In its purest form, the gig economy refers to the effort to monetize skills and time in order to earn money while taking on various projects (or gigs)—think freelance and contract-based work, as well as the classic moonlighting efforts at night and on weekends. Although this started out as a classic “side hustle” to earn extra cash to help supplement primary incomes, many folks have decided to opt-out of structured full-time work and instead are cobbling together a living primarily through various short-term projects, affording them the opportunity to pick and choose work that matters to them that they can complete on their terms.

As a talent acquisition professional, you’re undoubtedly aware of the importance of staying on top of all the latest innovations and trends in the job market. After all, your success depends upon hitting your key performance metrics and outperforming the competition in your industry when it comes to sourcing the best available talent for your organization.

Why is this so critical? As you know, today’s job market is undeniably fierce, with everyone from lean startups to giant corporations vying for the same candidates (a notion likely causes you no small level of anxiety, stress, and sleepless nights).
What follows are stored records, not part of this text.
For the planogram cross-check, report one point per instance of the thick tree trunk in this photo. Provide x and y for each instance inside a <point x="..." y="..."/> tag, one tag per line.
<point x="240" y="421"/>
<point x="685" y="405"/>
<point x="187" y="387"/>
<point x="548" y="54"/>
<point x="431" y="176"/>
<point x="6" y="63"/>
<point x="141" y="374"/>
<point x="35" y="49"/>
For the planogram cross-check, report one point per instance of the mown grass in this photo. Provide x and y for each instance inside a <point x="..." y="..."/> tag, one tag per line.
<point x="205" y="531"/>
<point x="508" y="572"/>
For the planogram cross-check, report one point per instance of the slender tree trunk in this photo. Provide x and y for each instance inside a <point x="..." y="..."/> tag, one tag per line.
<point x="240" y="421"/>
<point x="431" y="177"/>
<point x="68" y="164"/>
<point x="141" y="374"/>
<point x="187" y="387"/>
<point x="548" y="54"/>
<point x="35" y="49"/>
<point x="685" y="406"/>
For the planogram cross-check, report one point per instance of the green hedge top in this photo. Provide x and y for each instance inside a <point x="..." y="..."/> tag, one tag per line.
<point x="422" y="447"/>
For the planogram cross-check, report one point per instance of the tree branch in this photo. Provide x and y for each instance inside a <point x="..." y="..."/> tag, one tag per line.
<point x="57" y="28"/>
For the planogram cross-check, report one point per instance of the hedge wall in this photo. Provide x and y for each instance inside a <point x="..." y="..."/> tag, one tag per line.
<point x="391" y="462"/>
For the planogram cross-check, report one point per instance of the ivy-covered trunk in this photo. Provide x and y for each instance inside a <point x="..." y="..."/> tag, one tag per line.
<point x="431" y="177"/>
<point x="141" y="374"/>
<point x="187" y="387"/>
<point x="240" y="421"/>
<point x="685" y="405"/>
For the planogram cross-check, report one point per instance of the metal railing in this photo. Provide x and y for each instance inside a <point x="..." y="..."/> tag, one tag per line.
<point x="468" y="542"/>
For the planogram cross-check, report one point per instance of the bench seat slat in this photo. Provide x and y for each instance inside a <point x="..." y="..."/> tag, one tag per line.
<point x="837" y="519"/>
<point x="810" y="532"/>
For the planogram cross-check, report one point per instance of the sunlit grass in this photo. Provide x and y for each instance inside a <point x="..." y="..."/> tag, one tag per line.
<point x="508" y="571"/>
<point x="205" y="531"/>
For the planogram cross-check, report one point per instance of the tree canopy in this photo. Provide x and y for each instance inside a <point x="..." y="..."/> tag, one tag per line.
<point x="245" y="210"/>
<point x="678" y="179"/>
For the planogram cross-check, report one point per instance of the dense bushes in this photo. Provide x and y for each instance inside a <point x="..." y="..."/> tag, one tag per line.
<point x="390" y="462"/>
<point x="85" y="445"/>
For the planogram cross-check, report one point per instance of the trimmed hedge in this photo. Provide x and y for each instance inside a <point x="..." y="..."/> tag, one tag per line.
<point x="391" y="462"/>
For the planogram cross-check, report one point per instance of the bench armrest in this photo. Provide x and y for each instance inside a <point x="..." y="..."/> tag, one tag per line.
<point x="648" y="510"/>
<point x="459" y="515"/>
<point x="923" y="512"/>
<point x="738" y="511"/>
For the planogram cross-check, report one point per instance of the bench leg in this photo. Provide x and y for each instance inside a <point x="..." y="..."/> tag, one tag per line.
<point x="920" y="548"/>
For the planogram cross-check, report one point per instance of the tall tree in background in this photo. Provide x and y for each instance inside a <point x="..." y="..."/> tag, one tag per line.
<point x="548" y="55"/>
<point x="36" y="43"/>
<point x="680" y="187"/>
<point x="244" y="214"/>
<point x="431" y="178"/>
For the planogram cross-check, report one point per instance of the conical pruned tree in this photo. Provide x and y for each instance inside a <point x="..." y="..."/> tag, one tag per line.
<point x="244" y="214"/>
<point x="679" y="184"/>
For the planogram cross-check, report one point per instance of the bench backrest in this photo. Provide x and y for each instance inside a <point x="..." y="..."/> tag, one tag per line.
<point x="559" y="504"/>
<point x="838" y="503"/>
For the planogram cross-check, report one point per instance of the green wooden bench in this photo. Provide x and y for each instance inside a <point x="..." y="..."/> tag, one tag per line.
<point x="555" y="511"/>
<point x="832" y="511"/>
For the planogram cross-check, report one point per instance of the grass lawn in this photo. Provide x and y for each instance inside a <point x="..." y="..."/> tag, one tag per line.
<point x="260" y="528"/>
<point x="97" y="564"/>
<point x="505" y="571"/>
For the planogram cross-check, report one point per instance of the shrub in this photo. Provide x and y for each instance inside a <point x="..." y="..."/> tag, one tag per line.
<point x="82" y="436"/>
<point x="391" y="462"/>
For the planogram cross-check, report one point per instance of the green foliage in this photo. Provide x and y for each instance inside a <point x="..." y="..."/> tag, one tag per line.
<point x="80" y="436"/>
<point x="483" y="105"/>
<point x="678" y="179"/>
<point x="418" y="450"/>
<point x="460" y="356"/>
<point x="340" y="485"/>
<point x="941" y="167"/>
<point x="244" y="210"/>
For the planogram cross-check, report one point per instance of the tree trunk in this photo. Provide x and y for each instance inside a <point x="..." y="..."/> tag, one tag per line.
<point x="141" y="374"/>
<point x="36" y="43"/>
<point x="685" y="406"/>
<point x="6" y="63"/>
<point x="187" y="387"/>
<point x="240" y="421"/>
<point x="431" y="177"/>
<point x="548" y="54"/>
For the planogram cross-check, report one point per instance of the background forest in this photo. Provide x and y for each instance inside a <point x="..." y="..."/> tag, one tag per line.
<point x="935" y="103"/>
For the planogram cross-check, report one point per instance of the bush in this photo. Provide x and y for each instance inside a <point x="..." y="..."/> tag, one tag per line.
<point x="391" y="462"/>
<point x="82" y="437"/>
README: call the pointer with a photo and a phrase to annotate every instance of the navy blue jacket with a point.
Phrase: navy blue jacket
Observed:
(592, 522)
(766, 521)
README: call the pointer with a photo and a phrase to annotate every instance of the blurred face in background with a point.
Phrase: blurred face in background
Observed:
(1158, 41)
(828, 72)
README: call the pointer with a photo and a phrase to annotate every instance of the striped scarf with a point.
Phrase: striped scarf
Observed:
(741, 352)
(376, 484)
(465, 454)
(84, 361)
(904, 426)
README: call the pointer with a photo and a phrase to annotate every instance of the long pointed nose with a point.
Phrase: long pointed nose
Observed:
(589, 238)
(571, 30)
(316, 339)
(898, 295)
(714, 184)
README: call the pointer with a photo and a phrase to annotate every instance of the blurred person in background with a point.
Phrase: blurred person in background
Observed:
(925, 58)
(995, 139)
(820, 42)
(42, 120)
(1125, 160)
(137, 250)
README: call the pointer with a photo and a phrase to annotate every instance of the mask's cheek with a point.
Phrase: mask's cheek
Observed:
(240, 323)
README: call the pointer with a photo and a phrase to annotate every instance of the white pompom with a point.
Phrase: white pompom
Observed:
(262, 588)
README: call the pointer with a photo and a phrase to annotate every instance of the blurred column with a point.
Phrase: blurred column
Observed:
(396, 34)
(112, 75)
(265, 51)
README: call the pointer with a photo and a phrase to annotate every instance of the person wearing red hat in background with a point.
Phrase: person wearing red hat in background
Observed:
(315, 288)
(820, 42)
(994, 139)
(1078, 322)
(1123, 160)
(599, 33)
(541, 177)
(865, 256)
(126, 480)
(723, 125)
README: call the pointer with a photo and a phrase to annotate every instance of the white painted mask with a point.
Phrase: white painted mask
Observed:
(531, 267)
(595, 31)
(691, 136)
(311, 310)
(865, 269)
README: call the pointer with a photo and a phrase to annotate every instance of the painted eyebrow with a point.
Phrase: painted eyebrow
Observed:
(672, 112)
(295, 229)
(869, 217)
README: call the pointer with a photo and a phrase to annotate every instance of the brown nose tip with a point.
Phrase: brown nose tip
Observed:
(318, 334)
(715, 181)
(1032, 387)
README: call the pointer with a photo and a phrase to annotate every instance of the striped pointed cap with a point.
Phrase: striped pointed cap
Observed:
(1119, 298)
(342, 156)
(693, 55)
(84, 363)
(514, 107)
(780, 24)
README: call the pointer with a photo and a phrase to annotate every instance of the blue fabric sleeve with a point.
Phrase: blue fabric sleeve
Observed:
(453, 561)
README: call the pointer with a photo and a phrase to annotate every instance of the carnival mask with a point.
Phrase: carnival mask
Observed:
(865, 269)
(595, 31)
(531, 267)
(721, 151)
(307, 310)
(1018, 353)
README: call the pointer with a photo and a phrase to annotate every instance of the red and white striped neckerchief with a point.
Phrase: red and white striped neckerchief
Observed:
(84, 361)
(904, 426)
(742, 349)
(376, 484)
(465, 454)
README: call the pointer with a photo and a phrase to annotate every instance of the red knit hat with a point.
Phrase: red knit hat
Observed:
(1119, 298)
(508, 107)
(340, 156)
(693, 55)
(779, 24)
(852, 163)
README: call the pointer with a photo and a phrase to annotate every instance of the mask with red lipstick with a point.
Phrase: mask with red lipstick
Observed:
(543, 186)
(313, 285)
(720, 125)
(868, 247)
Professionals who stay informed and build effective strategies that leverage volatility and change to their advantage will be successful—and the rest will be left behind, struggling to just keep up.

A significant trend that you’re going to need to keep firmly on your radar if you haven’t started to already, is the rise of the gig economy and how it’s upending the job market. What started out as a quiet quest for a side hustle has recently begun to roar loudly across the hiring landscape and, simply put, it’s changing the way employers and employees are approaching the very notion of work.
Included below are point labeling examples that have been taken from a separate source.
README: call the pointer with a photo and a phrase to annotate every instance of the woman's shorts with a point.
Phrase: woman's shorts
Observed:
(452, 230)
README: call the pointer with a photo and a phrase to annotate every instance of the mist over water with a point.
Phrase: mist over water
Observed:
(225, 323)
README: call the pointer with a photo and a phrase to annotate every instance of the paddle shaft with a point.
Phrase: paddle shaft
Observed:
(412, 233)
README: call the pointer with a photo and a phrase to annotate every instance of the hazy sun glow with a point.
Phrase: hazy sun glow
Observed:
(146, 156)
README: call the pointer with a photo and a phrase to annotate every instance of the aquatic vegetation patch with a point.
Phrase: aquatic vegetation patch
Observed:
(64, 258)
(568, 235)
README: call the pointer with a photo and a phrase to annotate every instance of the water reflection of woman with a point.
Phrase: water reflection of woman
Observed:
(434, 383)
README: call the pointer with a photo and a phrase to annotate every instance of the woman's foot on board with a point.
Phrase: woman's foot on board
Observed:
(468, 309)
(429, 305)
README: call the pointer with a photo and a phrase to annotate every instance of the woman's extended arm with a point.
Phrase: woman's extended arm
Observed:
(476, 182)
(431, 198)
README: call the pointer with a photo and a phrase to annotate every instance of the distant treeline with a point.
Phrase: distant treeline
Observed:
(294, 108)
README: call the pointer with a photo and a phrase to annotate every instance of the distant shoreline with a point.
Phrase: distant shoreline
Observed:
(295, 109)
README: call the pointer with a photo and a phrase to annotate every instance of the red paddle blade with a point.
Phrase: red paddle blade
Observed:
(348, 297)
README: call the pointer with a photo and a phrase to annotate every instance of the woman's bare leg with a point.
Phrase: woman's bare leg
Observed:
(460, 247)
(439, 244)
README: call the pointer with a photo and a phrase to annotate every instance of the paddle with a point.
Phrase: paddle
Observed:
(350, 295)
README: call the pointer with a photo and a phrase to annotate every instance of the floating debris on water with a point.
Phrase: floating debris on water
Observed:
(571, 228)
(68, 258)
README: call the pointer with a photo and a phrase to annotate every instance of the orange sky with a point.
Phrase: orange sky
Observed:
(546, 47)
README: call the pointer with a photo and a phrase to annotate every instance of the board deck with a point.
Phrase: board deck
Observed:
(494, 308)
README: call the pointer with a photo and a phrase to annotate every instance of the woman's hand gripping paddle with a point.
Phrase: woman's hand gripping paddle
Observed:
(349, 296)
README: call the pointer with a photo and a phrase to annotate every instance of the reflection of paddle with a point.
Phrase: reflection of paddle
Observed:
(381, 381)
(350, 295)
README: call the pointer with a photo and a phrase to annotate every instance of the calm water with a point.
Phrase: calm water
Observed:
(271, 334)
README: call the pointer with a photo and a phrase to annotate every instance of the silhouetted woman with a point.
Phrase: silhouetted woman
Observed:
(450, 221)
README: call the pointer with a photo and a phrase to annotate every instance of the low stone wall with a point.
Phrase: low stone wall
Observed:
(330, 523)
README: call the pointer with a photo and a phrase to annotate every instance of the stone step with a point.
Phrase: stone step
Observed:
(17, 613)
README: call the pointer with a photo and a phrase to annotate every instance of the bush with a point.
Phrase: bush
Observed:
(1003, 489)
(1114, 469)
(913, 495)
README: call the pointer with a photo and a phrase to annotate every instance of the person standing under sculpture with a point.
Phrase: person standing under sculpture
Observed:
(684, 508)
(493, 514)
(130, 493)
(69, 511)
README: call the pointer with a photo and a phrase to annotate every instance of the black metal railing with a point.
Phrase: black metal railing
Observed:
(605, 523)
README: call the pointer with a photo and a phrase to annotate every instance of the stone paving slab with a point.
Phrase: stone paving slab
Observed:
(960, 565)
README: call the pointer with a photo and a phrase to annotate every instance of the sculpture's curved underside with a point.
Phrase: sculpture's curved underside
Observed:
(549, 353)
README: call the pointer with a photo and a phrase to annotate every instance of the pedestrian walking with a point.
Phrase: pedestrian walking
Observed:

Savvy and progressive employers have taken notice and are leveraging the power of the gig economy to their benefit as well—hiring individuals for project-based work allows them to keep their staff overhead low and scale up only when needed. It also gives them the flexibility to source and try out new freelancers, and easily discontinue relationships with those who are poor fits while keeping talented individuals in their orbits—a real win-win arrangement.  
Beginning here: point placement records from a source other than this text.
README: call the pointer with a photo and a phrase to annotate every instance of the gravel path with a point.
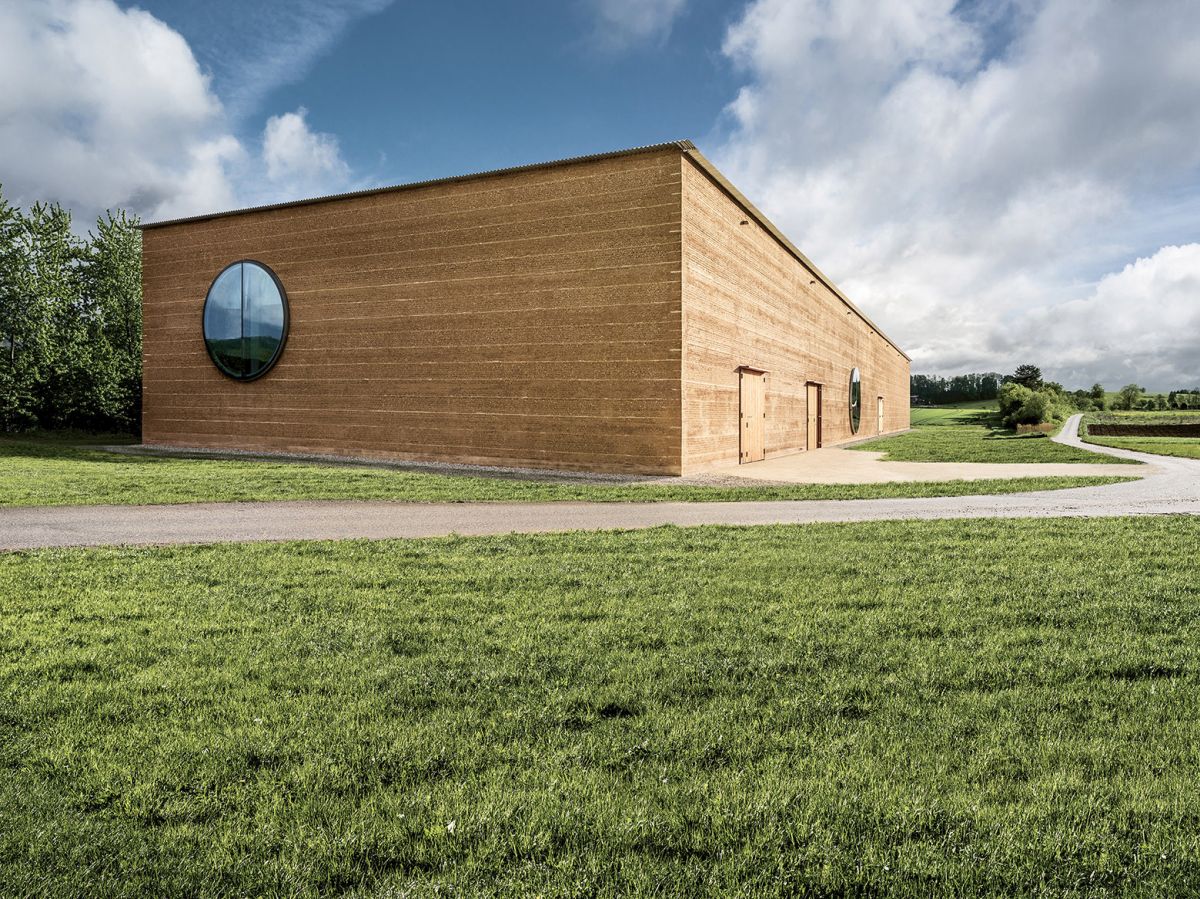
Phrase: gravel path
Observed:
(1170, 487)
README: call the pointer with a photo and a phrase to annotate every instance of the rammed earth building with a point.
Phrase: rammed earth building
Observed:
(623, 312)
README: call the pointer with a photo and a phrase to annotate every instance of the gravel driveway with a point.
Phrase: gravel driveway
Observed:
(1170, 487)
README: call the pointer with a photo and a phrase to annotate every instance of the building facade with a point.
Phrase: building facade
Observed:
(624, 312)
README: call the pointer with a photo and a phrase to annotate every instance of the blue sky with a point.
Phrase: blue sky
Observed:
(507, 89)
(995, 181)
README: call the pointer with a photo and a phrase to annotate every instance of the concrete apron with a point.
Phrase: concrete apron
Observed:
(835, 465)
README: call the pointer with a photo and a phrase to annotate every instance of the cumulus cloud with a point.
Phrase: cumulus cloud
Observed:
(263, 45)
(108, 108)
(969, 172)
(103, 107)
(301, 160)
(621, 24)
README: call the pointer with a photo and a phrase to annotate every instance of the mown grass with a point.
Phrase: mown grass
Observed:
(892, 709)
(1185, 447)
(942, 435)
(1182, 447)
(46, 473)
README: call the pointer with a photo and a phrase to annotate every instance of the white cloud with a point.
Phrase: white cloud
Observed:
(107, 108)
(621, 24)
(103, 107)
(300, 160)
(257, 47)
(965, 189)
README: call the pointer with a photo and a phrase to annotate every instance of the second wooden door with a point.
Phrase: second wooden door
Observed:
(814, 406)
(753, 419)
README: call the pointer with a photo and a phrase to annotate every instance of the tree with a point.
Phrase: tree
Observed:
(1027, 376)
(70, 321)
(1129, 396)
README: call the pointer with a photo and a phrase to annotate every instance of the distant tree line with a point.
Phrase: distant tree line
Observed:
(70, 321)
(1025, 397)
(961, 388)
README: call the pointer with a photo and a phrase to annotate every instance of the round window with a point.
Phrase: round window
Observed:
(856, 400)
(245, 321)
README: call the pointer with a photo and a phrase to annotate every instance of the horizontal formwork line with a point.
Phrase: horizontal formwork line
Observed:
(474, 279)
(198, 301)
(280, 229)
(276, 252)
(664, 437)
(451, 453)
(381, 201)
(293, 349)
(336, 418)
(490, 261)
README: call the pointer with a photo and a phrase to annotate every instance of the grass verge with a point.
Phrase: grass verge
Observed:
(1182, 447)
(943, 435)
(37, 473)
(893, 709)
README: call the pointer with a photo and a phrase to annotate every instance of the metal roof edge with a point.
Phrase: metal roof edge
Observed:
(709, 169)
(682, 145)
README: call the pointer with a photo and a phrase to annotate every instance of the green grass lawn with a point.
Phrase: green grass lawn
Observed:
(1185, 447)
(52, 473)
(946, 435)
(889, 709)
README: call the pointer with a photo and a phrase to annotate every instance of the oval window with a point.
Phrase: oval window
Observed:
(245, 321)
(856, 400)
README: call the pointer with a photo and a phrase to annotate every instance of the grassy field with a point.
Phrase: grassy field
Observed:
(51, 473)
(1185, 447)
(888, 709)
(951, 435)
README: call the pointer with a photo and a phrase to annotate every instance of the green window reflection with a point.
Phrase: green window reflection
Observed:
(856, 400)
(245, 321)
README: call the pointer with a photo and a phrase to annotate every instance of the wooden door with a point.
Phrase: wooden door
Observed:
(814, 405)
(754, 415)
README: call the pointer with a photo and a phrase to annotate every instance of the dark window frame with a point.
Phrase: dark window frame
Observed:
(856, 421)
(286, 328)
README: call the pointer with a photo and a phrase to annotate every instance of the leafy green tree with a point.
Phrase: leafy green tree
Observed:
(1027, 376)
(112, 309)
(1129, 396)
(70, 321)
If you’re ready to start taking the gig economy seriously, here are three key stats that you should be aware of regarding this powerful new trend.

There Are 57 Million Gig Workers – So Far

Although statistics regarding the actual number of workers in the gig economy varies by source and is difficult to accurately quantify, a recent article by Innovation Enterprise Ltd. estimates that at least as many as 57 million individuals are taking part—and the number continues to grow. As a talent acquisition professional, you should read this as a clear indication that if you’re committed to finding the best available candidates, you may have to move beyond the traditional full-time hiring mode.

43% Of Workers Will Make The Switch To Gig Jobs

The total proportion of the American workforce that’s expected to move to remote- and freelance-based employment as of 2020 is 43%, as reported by Innovation Enterprise Ltd. With nearly half (!) of the country’s able-bodied workers dipping their feet into the waters of the gig economy in some form, it’s definitely in your best interests to seriously consider incorporating contract-based employment—where many of today’s best and brightest candidates are sourcing work—into your hiring strategy.

50% of companies are making significant changes

50%; that is the percentage of existing companies (according to EY) that have already made a deliberate effort to significantly ramp up their use of gig economy workers over the past five years—and remain committed to following this trend moving forward. There’s no denying that today’s agile and forward-thinking organizations are leveraging the gig economy to their advantage when recruiting to meet their needs.

All signs and data indicate that the gig economy is here to stay and will continue to gain traction as a standard hiring practice for the near future. Assess your current practices and systems to see how you match up and consider taking an active role in this new hiring world before you get left behind.